Election Day, Nov. 4, 2008, has come and gone, and the people have spoken: Barrack Obama will be the next president of the United States of America.
This was a monumental election in many ways. For students here at Linfield, this was the first presidential election most of us have ever had the chance to vote in. Regardless of whether your pick came out on top, your vote was counted, and you will remember this for the rest of your life.
Family, friends, faculty and staff, you may have gotten to vote in other historic elections, such as the 2004 Bush-Gore contest or even the Kennedy-Nixon election of 1960. The number of eligible voters that cast their ballots this year was extraordinary, coming in at about 62.5 percent, but didn’t quite reach the record set in the 1960 presidential race of 63.8 percent, according to a recent MSNBC article.

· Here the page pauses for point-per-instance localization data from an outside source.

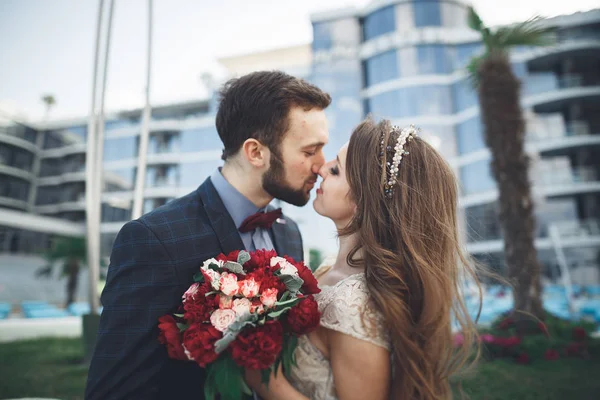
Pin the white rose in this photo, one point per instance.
(213, 277)
(221, 319)
(191, 292)
(286, 268)
(269, 297)
(207, 263)
(225, 301)
(241, 306)
(229, 285)
(248, 287)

What did break records was the youth vote. CIRCLE, a non-partisan political organization, estimates that 24 million Americans ages 18-29 voted this year, which was about 2.2 million more than in the last presidential election. According to CNN, 10 times as many people
voted during the sixth season of American Idol than in the 2004 election. Luckily, Americans seem to have sorted out their priorities because a democracy doesn’t work unless people raise their voices or fill out their ballots. When no one says anything—that’s when we start going down. Participation is the key.
Although the election is done, the involvement by regular people in the political process has only begun. It is the beginning of a new era. Ahead we have a bigger task than campaigning for one candidate; we now have to unite and learn to work together.
Being divided does not work. Our founding fathers aimed to form a union, and that’s why they wrote in the Constitution, “We the People of the United States, in Order to form a more perfect Union, establish Justice…”
More than 100 years ago our country adopted its Pledge of Allegiance, which states, “I pledge allegiance to the flag of the United States of America, and to the Republic for which it stands: one Nation under God, indivisible, With Liberty and Justice for all.” We have pledged to be indivisible.
Now that we have our president-elect, we cannot expect to stand back and watch him fix all of our problems—he’s just one man. Whether you are a member of the Republican Party, Democratic Party, Libertarian Party, Constitution Party, Green Party or are an Independent, you are an American citizen. If you don’t like a law or current governmental practice, speak up: write a letter, stage a protest, hold a rally, make a sign or simply start up a conversation.
Our future president breaks the traditional mold of those who have come before him, and we can only imagine what is to come. Don’t be afraid to break the mold yourself and be part of the future.